7月11日(金)福岡県立宗像中学校・高等学校にて出前授業が行われました
2025.07.31
2025年7月11日(金)、福岡県立宗像中学校・高等学校にて、廣瀨慧教授による出前授業が行われました。対象は中学三年生の78名全員で、50分×2コマの計100分の授業が、視聴覚室にて行われました。

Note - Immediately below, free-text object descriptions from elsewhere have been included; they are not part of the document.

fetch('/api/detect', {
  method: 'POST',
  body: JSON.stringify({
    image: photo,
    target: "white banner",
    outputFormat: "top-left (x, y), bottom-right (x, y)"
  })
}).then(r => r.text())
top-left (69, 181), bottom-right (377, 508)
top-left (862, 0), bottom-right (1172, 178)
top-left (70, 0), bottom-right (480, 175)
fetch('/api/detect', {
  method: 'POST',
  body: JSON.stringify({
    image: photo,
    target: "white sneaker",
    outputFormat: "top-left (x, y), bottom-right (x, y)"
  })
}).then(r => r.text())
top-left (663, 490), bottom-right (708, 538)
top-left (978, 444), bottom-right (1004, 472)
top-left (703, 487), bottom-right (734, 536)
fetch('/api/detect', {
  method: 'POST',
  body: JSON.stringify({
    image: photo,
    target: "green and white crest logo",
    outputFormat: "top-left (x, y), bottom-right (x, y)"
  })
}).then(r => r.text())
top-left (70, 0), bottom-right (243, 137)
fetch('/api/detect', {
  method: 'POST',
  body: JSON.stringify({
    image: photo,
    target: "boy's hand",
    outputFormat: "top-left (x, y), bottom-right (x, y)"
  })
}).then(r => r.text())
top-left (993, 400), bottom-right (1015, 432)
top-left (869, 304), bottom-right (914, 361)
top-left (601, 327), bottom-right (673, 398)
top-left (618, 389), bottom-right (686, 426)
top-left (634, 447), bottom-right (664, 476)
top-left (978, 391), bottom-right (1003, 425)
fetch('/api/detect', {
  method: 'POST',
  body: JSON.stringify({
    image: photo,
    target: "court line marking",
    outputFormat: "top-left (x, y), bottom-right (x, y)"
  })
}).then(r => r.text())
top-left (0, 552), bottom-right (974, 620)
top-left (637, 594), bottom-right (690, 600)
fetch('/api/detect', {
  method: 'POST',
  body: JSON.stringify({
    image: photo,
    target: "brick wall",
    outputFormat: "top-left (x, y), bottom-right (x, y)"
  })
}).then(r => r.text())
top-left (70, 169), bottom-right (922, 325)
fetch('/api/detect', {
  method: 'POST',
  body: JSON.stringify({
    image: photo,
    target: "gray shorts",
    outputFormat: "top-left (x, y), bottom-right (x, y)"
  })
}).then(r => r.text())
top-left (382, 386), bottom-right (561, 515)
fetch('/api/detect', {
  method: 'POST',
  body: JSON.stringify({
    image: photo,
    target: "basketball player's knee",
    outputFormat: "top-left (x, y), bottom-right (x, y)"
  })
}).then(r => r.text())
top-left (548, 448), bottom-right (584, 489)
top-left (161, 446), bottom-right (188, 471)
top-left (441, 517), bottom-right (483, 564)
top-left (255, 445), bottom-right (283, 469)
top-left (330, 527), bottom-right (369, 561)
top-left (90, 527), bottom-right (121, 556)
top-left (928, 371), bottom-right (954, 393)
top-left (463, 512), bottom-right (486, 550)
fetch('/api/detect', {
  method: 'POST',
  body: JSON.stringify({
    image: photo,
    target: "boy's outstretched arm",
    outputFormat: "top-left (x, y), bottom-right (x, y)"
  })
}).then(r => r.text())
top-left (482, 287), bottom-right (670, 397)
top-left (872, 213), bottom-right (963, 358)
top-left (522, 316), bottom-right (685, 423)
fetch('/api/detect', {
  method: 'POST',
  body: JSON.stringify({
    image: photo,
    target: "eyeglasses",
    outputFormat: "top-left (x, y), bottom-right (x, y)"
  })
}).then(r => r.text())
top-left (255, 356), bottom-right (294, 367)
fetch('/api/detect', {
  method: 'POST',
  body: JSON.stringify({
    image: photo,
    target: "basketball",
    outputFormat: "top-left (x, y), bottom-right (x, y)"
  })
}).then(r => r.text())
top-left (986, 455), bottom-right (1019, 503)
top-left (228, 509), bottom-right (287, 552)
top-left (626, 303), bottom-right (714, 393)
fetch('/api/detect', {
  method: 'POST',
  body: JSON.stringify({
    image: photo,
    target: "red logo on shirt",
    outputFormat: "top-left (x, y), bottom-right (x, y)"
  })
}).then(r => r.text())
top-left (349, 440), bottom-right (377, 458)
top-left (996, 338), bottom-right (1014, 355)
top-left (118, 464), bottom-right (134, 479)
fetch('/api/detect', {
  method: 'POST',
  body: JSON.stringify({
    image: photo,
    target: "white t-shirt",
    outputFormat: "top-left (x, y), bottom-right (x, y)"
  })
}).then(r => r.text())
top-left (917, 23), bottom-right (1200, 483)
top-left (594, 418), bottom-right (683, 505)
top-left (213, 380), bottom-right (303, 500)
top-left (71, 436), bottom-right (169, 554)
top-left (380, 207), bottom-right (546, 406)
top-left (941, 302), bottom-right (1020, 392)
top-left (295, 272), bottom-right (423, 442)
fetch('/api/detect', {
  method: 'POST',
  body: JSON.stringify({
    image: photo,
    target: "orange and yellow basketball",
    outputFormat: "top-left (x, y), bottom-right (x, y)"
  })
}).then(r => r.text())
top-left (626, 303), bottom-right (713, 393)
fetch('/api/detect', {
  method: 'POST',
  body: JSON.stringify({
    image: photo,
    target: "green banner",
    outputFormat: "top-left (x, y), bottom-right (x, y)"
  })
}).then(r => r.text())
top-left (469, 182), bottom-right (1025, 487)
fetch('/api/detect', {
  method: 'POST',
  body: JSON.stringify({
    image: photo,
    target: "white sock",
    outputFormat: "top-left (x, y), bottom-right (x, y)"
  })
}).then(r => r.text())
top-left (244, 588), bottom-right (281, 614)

授業の内容は前半(板書形式)と後半(スライド形式)に分かれており、『データの背後にある「構造」を見抜く』という題目に沿った形で行われました。前半は廣瀨教授が数学の道に進んだときの経験と、統計の面白さについて講演していただきました。後半は「100m走と年収の疑似相関」を題材とした講義が行われました。日本人男性の 100m 走の記録と年収でグラフを書くと、『100m走の記録が遅いほうが年収が高い』という関係があるように見えます。この説明として、年齢という隠れた要因が大きな影響を持つことが示されました(年齢が高いほど100m走は遅くなり、年収は高くなる傾向にある)。続いて、年齢の影響を取り除くとどうなるのかという疑問に移り、実際に取り除いたグラフが紹介されたあと、このグラフを描く際に用いた数理的な考え方についても解説されました。疑似相関のグラフを見た生徒からはざわめきが起こり、表示された数式の複雑さには驚く声が挙がるなど、生徒の関心を引き出す授業となりました。
講義終了後の質疑応答では、生徒自身が取り組む研究で得られたデータの重要な要素を取り出す方法や、アンケートを実施する際の適切な人数など、高度な質問が寄せられました。一方で講義後のアンケートでは、一次関数の意外な利用に驚くコメントや、グラフに隠れた理由の重要性を実感した声も寄せられ、多くの生徒にとって意義深い授業であったことがうかがえました。